If anyone should know winning doesn't take care of everything, it's Nike, which has had to inch away from several famous endorsers who have proved that all too painfully. There was the hasty retreat from Armstrong as he was outed as a performance enhancing drug kingpin. Oscar Pistorius gunning down his girlfriend in his bathroom was the latest eye-popping news to make Nike blanch: it had run ad with Pistorius featuring the quotation "I am the bullet in the chamber. "
This makes the "winning takes care of everything" sentiment even more tone deaf. If anything, we should be backing away cautiously from the typical sports hero worship, not doubling down on it.
Predictably, there was instant reaction across social media, which is where Nike featured the ad. While many of the comments were merely congratulating Woods for his achievement, others took exception to the ad. "No. Winning does not take care of everything, " wrote one commenter on the Nike Golf Facebook page. "Nice message that you are sending to children.
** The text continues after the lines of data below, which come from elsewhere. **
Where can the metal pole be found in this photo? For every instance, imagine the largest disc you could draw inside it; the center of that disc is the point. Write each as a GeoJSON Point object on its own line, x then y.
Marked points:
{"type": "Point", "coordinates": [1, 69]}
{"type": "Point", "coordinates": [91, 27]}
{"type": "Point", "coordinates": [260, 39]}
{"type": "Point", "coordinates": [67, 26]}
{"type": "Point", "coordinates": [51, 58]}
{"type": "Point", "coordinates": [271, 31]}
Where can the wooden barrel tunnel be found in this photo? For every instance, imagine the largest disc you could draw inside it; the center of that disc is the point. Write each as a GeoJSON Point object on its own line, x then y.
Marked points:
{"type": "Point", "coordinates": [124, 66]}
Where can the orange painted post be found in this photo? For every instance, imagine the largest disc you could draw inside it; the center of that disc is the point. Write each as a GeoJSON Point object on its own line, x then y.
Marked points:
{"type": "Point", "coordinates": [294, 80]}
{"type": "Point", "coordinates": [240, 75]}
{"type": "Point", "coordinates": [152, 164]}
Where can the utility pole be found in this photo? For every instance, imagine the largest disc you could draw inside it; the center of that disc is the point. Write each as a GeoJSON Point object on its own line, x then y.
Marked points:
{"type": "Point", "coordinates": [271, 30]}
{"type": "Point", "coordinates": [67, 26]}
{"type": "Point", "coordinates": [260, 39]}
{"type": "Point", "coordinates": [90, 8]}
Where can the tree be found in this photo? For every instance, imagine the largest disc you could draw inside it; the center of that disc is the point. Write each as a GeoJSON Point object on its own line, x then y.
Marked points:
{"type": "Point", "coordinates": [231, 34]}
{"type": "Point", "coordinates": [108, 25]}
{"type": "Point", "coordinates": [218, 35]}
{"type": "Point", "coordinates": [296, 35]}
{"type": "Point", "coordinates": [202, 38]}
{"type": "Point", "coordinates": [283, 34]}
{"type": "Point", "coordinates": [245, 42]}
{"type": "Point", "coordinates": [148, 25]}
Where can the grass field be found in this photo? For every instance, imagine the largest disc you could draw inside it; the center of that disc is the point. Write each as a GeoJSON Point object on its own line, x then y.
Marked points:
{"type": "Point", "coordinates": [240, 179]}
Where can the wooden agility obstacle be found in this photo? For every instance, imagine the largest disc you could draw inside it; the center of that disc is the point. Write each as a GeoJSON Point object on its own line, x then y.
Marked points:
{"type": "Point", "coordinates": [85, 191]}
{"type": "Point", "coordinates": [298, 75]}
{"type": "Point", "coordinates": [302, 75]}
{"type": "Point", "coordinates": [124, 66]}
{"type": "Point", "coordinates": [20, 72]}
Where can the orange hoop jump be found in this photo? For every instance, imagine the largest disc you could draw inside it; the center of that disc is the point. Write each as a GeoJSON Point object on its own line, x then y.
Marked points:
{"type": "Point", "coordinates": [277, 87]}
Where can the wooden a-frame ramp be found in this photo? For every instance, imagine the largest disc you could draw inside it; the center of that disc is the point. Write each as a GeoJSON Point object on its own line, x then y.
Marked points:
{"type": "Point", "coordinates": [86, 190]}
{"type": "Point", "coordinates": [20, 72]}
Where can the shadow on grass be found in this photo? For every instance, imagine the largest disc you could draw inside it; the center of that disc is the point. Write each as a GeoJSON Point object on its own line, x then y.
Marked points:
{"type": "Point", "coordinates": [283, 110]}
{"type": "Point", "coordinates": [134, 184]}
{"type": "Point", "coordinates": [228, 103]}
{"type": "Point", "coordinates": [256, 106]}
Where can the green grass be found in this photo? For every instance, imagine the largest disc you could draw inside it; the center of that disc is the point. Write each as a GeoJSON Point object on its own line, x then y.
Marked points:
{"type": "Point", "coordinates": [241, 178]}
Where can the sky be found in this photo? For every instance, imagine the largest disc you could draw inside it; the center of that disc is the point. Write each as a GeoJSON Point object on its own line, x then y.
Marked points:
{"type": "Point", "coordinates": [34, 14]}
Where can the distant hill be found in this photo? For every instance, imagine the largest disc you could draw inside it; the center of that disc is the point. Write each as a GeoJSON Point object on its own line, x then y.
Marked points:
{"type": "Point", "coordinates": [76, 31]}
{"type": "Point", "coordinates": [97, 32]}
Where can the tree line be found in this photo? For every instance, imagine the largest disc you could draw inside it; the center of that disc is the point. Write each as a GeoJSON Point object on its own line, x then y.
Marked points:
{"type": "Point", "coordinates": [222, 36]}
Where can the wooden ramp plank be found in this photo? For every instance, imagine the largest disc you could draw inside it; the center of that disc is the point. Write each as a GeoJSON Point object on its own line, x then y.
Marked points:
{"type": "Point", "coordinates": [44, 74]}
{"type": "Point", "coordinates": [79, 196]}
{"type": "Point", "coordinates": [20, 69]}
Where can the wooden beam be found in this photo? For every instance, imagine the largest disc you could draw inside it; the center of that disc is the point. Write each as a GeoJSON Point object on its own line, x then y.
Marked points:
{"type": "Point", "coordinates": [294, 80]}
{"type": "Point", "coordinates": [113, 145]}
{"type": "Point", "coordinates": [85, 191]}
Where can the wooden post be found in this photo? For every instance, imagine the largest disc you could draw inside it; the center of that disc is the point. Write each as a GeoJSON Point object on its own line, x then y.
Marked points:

So it doesn't matter what kind of person you are, what your morals are, as long as you win? What a crock. "
Nike officials defended the advert. "Tiger has always said he competes to win, " Nike spokesman Beth Gast said in a statement. "When asked about his goals such as getting back to No. 1, he has said consistently winning is the way to get there. The statement references that sentiment and is a salute to his athletic performance. "
The problem is, the advert doesn't come with that context. And the sentiment rubs a lot of people the wrong way.